Marcus and I tried it. We sat there for 149 minutes. For the first 29 minutes, I felt the itch to check my phone, to see if I had any new alerts about the Sector 59 congestion pricing. But then, the stillness won.
We didn’t ‘discuss’ anything. We didn’t have a ‘sprint review.’ I watched the way his hands moved when he spoke about a dream he’d had, a weird, 19-second dream about a blue forest. It wasn’t an ‘action item.’ It wasn’t productive. It was just… him. And in that inefficiency, I found the person I had been trying to ‘optimize’ my way back to for years.
The Measurement Trap
You cannot measure a kiss in seconds without turning it into a duration rather than a feeling. You cannot schedule spontaneity without killing it in the 9th minute of the attempt.

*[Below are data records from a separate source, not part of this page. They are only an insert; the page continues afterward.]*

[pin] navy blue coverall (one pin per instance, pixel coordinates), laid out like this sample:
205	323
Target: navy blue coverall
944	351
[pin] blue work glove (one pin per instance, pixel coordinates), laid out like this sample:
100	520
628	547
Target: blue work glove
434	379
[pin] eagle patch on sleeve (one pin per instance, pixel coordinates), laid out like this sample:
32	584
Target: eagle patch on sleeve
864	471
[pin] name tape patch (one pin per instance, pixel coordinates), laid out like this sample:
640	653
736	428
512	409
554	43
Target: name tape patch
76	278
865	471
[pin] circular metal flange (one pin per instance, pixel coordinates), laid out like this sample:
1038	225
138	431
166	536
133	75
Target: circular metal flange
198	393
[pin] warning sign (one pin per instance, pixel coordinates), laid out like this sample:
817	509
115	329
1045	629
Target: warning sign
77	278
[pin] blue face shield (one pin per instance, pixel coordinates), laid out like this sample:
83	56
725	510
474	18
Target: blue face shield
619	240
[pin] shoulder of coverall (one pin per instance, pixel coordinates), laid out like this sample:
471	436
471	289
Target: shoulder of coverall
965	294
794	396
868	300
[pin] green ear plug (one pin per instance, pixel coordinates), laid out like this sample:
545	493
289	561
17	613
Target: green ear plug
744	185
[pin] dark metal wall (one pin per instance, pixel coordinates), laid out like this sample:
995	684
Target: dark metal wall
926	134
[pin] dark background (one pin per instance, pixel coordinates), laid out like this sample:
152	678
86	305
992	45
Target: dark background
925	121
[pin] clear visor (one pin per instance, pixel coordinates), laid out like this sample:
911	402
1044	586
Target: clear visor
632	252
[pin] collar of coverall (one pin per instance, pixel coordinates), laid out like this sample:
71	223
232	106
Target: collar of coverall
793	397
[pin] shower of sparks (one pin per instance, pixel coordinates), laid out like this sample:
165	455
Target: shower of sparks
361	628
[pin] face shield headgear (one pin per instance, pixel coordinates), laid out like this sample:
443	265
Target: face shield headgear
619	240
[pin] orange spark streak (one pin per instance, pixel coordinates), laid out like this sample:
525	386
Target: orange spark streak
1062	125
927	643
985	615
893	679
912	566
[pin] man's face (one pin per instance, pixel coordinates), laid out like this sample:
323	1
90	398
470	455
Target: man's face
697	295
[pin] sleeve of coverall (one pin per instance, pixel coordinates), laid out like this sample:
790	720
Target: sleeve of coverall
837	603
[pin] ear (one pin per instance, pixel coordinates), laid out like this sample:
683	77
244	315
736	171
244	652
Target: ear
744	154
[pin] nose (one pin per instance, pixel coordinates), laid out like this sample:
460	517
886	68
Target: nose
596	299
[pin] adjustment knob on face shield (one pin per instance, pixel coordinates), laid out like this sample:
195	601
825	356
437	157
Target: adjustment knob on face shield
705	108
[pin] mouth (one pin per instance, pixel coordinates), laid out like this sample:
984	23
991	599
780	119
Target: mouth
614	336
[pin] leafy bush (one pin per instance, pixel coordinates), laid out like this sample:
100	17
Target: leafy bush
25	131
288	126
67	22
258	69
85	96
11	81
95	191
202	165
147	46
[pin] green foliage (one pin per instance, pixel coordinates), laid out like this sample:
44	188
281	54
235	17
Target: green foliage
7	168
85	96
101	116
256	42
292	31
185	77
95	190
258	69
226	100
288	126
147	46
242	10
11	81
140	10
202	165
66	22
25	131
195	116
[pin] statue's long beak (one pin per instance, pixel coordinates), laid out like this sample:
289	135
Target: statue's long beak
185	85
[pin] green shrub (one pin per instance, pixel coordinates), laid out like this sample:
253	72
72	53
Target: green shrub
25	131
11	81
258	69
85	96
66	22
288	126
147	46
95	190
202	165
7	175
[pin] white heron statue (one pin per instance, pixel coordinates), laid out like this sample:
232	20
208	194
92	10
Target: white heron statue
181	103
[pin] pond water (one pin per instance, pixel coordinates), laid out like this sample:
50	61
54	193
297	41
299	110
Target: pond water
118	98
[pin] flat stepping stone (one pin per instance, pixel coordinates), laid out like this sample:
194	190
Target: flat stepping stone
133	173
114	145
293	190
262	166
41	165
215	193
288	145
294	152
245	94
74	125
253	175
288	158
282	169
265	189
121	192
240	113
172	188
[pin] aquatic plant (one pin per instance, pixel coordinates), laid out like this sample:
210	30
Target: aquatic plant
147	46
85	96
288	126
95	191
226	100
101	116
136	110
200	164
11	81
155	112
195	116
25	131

I still work as a traffic pattern analyst. I still care about the 49-car pileups and the 19-percent delays. But when I come home, I try to leave the ‘green wave’ at the door. I try to embrace the red lights. I try to celebrate the moments where nothing is moving, where the flow has stopped, and where we are just two people stuck in the beautiful, messy gridlock of being alive.
[What would happen if you let the clock run out without a plan?]
Not a KPI
Not a Gridlock
Not a Node
Last night, Marcus started to open his tablet to check our 59-day forecast for household chores. I reached out and gently closed the cover. “Let’s just be,” I said. He looked startled for a moment, his brain likely processing the 29 potential risks of an unscheduled evening. Then, he smiled. It was a slow, inefficient smile that took at least 9 seconds to fully form. It was the best thing I’d seen all week.
We spent the next 189 minutes doing absolutely nothing of note. We didn’t solve any problems. We didn’t optimize our relationship. We didn’t hit any KPIs. We just existed in the same space, allowing the friction of our shared life to generate a little bit of warmth. There were no hiccups, no Heatmaps, and no agendas. Just the 99-percent certainty that this-the ‘wasted’ time-is actually the only time that counts. We are not systems to be tuned; we are mysteries to be sat with. And a mystery doesn’t need a checklist; it just needs a witness.